Fuzzy Integration of Data Lake Tables
Aamod Khatiwada, Roee Shraga, Renée J. Miller
TL;DR
The paper tackles data lake table integration under inconsistent values and unreliable metadata by introducing Fuzzy Full Disjunction, which extends the associative Full Disjunction operator to handle approximate matches. It first performs a value-matching step by embedding column values with models like Mistral-7B-Instruct, measuring cosine distances, and clustering values via a threshold $\theta$, before collapsing matches into representative values and applying the standard $FD$ operator. The approach is evaluated on Auto-Join and ALITE benchmarks, showing improved downstream entity resolution (e.g., $P$, $R$, $F1$ gains) with negligible runtime overhead compared to equi-join FD baselines. This work enables more effective and scalable data-lake integration by accommodating synonyms, abbreviations, and other inconsistencies in join values, thereby improving the quality of integrated views for downstream analytics.
Abstract
Data integration is an important step in any data science pipeline where the objective is to unify the information available in different datasets for comprehensive analysis. Full Disjunction, which is an associative extension of the outer join operator, has been shown to be an effective operator for integrating datasets. It fully preserves and combines the available information.

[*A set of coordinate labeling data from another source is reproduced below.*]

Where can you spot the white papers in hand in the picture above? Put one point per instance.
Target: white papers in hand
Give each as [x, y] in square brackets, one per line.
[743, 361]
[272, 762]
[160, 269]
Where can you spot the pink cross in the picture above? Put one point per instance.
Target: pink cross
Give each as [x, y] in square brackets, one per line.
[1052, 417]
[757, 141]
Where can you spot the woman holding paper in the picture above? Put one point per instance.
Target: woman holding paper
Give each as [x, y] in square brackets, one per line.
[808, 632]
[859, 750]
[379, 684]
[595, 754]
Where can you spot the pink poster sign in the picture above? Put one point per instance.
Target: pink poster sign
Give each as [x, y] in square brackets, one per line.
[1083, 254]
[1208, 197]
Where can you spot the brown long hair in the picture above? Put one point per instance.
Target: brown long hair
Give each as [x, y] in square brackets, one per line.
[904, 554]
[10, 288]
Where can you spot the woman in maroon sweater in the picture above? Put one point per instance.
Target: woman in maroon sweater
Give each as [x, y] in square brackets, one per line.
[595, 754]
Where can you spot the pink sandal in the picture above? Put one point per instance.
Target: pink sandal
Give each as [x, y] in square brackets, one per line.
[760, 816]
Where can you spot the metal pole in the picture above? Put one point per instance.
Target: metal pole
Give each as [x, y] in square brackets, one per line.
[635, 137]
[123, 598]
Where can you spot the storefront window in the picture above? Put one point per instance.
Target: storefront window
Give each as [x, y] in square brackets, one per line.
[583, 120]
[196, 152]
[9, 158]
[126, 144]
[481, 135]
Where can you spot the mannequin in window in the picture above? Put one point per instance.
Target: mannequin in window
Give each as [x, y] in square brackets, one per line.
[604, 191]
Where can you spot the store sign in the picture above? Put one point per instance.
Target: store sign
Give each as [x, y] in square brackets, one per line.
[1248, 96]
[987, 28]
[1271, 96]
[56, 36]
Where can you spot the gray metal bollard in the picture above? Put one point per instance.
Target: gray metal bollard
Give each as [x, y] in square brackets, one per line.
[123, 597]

Existing Full Disjunction algorithms only consider the equi-join scenario where only tuples having the same value on joining columns are integrated. This, however, does not realistically represent an open data scenario, where datasets come from diverse sources with inconsistent values (e.g., synonyms, abbreviations, etc.) and with limited metadata. So, joining just on equal values severely limits the ability of Full Disjunction to fully combine datasets. Thus, in this work, we propose an extension of Full Disjunction to also account for "fuzzy" matches among tuples. We present a novel data-driven approach to enable the joining of approximate or fuzzy matches within Full Disjunction. Experimentally, we show that fuzzy Full Disjunction does not add significant time overhead over a state-of-the-art Full Disjunction implementation and also that it enhances the integration effectiveness.